Shares in Trinity Mirror are currently up more than seven per cent after the publisher confirmed the closure of New Day this morning.
The title was launched on 29 February and is to publish its last edition tomorrow after circulation fell below 40,000.
City A.M. reported on the closure last night and it was confirmed by Trinity Mirror in a trading update ahead of its annual general meeting (AGM) today.
The trading update also noted that group revenue fell by 9.3 per cent in the first quarter of this year in a "volatile" market for print advertising.
But despite this, Trinity Mirror's share price was up more than seven per cent to 121.25p just after 10am on Thursday.
On Tuesday, the company – which also publishes the Daily Mirror, Sunday Mirror, Sunday People and regional newspapers – saw its share price drop to a three-year low.
In an interview with City A.M. on the day of New Day's launch, Trinity Mirror chief executive Simon Fox made it clear the company would be willing to close the title if it failed to deliver the necessary results.
He said: "We’ll watch that carefully over the next six months.
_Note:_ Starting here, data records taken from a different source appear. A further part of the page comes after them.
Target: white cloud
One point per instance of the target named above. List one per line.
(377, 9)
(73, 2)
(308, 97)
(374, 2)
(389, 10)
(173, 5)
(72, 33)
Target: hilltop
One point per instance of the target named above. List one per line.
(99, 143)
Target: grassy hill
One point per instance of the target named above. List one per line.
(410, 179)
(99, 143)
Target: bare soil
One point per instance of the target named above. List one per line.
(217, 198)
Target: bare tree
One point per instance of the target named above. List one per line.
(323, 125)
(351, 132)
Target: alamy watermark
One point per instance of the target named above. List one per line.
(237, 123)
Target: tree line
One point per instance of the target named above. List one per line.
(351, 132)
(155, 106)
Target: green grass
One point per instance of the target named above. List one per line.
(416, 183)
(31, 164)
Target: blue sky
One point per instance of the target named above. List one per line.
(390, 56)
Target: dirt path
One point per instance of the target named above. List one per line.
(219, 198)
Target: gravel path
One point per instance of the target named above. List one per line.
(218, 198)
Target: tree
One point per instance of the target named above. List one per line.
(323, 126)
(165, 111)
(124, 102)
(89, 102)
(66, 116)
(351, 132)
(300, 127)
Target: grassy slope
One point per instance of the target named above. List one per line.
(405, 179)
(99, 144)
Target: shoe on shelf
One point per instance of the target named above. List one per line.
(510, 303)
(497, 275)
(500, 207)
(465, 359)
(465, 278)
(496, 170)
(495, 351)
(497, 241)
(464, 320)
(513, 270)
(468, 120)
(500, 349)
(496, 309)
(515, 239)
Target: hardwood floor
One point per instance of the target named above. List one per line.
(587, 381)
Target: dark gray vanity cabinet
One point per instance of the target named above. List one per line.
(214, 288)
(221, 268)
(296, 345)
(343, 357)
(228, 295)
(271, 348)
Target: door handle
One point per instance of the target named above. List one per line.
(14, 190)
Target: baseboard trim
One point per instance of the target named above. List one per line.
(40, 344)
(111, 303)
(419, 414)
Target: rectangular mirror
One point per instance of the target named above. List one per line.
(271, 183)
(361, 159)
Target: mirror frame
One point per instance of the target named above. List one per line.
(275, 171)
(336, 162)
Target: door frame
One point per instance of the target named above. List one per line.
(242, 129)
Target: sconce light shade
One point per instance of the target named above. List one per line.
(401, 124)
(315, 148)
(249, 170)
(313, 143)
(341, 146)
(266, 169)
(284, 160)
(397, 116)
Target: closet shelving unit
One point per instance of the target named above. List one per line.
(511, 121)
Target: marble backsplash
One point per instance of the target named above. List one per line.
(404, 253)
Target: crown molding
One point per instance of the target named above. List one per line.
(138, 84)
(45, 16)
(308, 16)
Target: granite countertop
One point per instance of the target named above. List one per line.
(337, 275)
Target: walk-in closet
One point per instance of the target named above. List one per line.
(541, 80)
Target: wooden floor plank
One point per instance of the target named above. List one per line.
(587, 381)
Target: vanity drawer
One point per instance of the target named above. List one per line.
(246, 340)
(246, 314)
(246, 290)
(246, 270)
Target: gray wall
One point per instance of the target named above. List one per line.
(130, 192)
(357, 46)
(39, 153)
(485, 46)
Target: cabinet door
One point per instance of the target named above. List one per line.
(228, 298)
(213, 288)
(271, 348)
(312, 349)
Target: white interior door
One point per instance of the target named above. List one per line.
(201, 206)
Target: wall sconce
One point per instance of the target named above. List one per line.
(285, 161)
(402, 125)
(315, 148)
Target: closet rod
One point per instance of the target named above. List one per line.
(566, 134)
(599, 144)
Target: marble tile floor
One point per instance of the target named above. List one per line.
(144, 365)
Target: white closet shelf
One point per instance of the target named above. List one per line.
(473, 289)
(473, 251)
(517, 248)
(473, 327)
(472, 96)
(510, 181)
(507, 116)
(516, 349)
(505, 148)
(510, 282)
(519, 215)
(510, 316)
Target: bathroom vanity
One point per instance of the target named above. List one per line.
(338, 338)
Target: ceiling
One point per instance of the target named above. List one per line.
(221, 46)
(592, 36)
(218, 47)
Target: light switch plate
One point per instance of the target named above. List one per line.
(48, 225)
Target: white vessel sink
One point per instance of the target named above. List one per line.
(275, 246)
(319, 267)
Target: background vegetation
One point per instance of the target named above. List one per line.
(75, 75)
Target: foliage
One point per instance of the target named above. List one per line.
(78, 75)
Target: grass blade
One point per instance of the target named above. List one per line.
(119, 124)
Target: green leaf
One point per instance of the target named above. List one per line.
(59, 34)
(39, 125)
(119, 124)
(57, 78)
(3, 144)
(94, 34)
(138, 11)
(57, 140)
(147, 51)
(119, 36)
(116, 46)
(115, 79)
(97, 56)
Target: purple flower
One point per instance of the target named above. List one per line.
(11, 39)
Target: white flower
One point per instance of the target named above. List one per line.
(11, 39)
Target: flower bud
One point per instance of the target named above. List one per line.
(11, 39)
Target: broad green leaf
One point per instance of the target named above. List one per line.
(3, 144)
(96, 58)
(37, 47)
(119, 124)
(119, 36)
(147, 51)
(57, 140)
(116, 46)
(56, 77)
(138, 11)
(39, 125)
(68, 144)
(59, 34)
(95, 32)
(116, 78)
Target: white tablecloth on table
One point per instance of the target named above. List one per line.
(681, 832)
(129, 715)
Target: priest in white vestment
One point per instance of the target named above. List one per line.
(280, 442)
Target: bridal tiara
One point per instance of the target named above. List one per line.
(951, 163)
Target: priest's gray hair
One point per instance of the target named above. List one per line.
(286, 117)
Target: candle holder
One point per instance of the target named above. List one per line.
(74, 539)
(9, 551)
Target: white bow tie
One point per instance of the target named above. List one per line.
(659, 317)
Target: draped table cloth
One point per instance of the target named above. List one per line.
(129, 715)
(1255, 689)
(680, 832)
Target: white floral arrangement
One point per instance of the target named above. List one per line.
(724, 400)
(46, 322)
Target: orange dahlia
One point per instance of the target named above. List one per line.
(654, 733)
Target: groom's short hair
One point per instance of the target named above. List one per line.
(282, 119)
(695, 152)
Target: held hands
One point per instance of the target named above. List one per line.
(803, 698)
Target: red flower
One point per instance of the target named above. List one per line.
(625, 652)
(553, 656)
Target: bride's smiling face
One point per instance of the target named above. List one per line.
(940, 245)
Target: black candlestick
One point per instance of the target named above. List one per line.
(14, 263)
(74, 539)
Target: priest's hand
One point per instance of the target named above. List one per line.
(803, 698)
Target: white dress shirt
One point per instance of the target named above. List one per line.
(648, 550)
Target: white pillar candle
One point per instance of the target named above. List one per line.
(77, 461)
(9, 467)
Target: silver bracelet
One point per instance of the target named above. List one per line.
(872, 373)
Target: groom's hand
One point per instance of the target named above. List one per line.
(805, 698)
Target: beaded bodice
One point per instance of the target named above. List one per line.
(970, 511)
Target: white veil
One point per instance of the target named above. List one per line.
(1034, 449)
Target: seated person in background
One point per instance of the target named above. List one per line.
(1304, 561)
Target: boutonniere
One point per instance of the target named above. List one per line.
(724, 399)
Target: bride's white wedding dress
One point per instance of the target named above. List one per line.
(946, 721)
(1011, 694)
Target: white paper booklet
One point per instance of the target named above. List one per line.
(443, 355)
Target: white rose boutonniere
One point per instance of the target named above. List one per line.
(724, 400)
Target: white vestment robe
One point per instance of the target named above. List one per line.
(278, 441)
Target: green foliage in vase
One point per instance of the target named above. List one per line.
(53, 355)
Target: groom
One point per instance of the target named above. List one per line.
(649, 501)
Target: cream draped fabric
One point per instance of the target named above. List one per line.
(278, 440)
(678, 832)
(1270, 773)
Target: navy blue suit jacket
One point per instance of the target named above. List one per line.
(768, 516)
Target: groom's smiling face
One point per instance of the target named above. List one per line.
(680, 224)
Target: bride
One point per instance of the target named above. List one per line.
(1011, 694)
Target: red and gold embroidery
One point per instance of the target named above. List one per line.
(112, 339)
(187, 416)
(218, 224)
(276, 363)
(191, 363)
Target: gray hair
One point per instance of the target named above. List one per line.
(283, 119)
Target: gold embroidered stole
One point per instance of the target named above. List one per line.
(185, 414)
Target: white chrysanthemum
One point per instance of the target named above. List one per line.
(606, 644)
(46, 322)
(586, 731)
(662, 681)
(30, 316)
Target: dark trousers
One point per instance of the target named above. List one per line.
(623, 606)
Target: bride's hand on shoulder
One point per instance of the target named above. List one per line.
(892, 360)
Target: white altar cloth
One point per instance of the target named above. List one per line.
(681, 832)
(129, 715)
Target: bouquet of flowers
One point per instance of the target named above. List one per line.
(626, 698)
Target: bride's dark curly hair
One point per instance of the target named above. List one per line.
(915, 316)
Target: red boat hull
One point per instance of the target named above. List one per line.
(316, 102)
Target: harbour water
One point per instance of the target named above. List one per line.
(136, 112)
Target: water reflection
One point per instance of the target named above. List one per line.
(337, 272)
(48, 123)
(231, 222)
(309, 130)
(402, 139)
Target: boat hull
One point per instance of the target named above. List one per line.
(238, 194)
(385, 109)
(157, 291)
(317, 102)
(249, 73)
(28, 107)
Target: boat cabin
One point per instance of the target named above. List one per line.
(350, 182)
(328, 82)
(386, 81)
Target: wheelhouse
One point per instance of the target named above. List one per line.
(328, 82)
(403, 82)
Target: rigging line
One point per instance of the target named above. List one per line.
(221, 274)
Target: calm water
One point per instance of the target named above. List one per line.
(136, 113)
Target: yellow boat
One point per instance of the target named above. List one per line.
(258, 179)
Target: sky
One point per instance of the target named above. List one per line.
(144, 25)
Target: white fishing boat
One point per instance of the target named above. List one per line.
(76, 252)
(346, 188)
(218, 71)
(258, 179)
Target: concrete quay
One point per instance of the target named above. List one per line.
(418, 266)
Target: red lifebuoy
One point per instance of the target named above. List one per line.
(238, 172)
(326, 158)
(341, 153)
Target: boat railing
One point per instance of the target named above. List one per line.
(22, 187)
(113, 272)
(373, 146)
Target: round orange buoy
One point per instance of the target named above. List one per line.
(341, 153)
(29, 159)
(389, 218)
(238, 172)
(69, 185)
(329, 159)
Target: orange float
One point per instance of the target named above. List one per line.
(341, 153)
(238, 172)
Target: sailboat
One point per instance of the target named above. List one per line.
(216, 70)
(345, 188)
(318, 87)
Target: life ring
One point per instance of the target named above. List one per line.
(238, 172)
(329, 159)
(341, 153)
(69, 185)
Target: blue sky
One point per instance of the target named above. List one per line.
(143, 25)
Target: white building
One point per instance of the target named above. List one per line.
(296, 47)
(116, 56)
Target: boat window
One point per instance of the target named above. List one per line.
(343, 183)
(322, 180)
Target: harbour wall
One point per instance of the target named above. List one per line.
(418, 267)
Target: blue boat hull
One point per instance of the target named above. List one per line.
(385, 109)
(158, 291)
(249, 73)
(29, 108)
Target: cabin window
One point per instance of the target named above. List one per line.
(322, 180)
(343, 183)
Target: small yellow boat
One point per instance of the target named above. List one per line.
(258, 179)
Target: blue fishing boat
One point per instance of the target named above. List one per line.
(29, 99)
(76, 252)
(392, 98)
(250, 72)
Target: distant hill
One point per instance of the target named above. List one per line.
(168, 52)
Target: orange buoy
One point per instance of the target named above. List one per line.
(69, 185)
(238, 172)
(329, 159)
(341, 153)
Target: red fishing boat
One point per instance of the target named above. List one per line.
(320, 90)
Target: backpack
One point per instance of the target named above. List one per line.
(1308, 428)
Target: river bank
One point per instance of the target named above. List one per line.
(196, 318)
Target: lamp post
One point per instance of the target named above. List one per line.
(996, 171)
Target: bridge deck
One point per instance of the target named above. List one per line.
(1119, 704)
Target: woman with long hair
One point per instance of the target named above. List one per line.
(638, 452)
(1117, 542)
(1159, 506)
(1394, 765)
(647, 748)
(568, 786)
We’ve said clearly if we’ve got it wrong – and there isn’t a demand for this paper – then we’re a commercial organisation, we’re very commercially disciplined, and if there isn’t such a demand we’ll either have to radically change it in some way or not continue with it."
Liberum media analyst Ian Whittaker said the closure was "no surprise" this morning in a note to investors.
Joe Rundle, head of trading at ETX Capital, said: “Trinity Mirror shares are popping as investors are cheering the group’s decision to ditch New Day. This is hardly a surprise – the move was moronic in the first place…
“Ill-conceived, badly executed and completely foolish – it’s hard to fathom what Trinity Mirror was trying to achieve.”